Brine usually has a very high salt content. The nature of brine differs with each well site and depends in part upon the rock composition into which the well is drilled, according to experts.

More than 80 percent of fluid used in fracking or naturally occurring during the drilling process remains in the bore hole. The rest rises to the top and is siphoned off as brine waste. For much of the industry's infancy in Ohio, the waste was stored nearby in pits to evaporate. ODNR says groundwater contamination was widespread during that period.

In 1985, evaporation pits were outlawed as a means of oil and gas drilling waste disposal.

Hetzel-Evans said fracking fluid must be injected or recycled and may not be used for surface spreading - such as for dust or ice control on roads. Only naturally produced byproduct can be spread and no shale drilling byproduct is ever used. Of the brine permitted for surface spreading, only two percent makes it onto winter roads.

The rest is either recycled and reused or it is injected.

Where the brine goes

Many questions have arisen about drilling into what is called the Pre-Cambrian rock layer, especially following last week's temporary ban on further injection well drilling in the state.

Ohio State University geophysicist Jeff Daniels describes Pre-Cambrian as the "basement" rock of earth.

"They are the ancient rocks that underlie everything," he said.

Depending on the depth, Pre-Cambrian rock runs multiple miles in thickness all the way to the bottom of the earth's crust and is also extremely hard and impermeable.

Daniels said Pre-Cambrian rock contains fracture zones, or "faults," created from the stress put upon it by high pressure and high temperature. Drilling into faults can cause rock formations to shift unnaturally and could produce earthquakes. He cautioned, though, that drilling into a fault in no way guarantees seismic activity will occur.

"It depends on the fracture zone itself, the length and breadth of those zones," he said. "Just drilling into one on its own will not necessarily cause anything. It's not like it's fragile.

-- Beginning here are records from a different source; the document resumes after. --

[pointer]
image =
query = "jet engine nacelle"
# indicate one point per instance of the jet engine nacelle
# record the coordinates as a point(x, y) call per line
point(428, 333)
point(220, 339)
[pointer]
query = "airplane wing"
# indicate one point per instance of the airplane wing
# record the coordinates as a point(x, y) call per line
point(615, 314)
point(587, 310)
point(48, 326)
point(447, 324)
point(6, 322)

These are very dense impermeable rocks, in general, occasionally broken by fractures."

The maximum allowable drilling depth in the Mahoning Valley is 8,000 feet, which is where the Pre-Cambrian rock sits in this part of the state.

No well in either Trumbull or Mahoning counties exceeds 9,300 feet in depth, and 15 of the 21 wells in the two counties are between 3,886 and 5,620 feet deep.

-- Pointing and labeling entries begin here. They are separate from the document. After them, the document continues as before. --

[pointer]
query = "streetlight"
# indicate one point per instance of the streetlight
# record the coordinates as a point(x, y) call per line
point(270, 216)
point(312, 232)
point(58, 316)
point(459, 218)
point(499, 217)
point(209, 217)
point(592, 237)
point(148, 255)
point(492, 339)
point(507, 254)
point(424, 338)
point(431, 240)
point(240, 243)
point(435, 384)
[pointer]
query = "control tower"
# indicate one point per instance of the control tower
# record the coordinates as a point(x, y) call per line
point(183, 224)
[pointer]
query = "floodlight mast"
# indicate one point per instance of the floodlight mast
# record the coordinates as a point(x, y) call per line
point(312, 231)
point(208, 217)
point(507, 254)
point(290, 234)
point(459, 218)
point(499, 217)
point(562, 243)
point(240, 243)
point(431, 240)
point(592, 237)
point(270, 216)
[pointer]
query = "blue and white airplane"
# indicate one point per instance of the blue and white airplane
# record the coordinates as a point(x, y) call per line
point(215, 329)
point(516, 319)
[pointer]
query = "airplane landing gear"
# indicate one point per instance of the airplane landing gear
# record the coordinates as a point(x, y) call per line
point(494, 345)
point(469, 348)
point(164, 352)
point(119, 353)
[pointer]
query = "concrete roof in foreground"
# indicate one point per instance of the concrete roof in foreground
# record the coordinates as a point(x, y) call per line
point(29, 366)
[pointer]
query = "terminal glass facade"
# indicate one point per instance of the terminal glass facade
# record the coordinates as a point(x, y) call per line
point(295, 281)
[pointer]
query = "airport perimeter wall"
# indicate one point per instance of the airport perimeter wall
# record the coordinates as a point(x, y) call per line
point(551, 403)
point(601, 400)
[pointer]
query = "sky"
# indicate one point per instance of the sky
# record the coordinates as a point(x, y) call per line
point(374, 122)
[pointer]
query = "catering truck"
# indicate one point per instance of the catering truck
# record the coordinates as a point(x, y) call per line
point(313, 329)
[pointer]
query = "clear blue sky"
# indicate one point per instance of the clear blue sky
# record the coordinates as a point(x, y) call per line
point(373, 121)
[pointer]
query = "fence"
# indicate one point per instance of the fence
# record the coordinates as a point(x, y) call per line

However, Daniels did say that wells drilled in Youngstown exceeded the depths he would expect.

"I think it's safe to say that the depth that it went into the Pre-Cambrian in Youngstown is well beyond what is normal," he said.

What makes a well

Newer wells are drilled or, as in Kleese's case in Vienna, old gas wells can be converted to injection wells by filling empty gas pockets with waste.

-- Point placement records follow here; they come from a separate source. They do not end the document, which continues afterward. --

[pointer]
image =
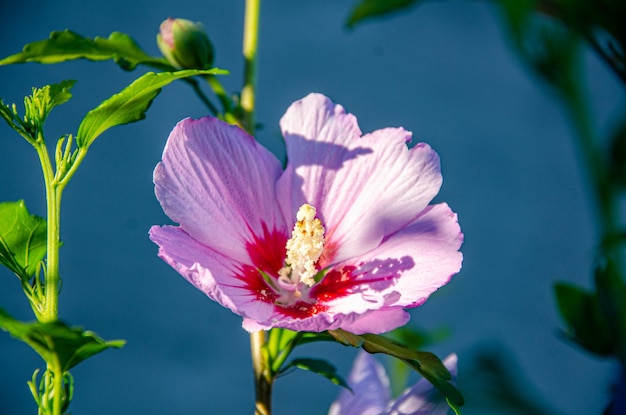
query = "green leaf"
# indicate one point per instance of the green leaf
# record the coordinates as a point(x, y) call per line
point(22, 239)
point(425, 363)
point(130, 104)
point(38, 105)
point(586, 323)
point(612, 301)
point(368, 9)
point(67, 45)
point(55, 340)
point(320, 367)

Kleese, whose family operates 75 Clinton Shale gas wells, said each injection well has its own "personality" and takes water differently. He said gravity or natural vacuums usually suck water straight into the well. Pumping equipment set to ODNR regulated pressures aids in the injection process.

According to Kleese, the state places guidelines on each well individually outlining allowable pressure.

''When you reach that pressure, it's because the well doesn't want to take any more and usually, 90 percent of time, you just plug it.''

Plugging, Kleese said, also is a highly regulated and specialized process.

The process involves removing all the well tubing and casing, and then filling the hole. According to the Ohio EPA, the fluid-filled portion of the well can either be capped with cement or with a "cast iron bridge plug." If a cement cap is used, it must be covered by at least 250 feet of cement. A CIBP requires only 50 feet of cement coverage. The EPA says a combination of CIBP and cement plugs is best for preventing pressurized fluids from escaping. The cap must also be at least 50 feet below the bottom of any underground sources of drinking water.

The well owner / operator is then responsible for reclamation, the process of restoring a well site to the way it looked before the well was drilled.

''We remove all the equipment, and try to restore the area to original condition or as close to it as possible,'' Kleese said.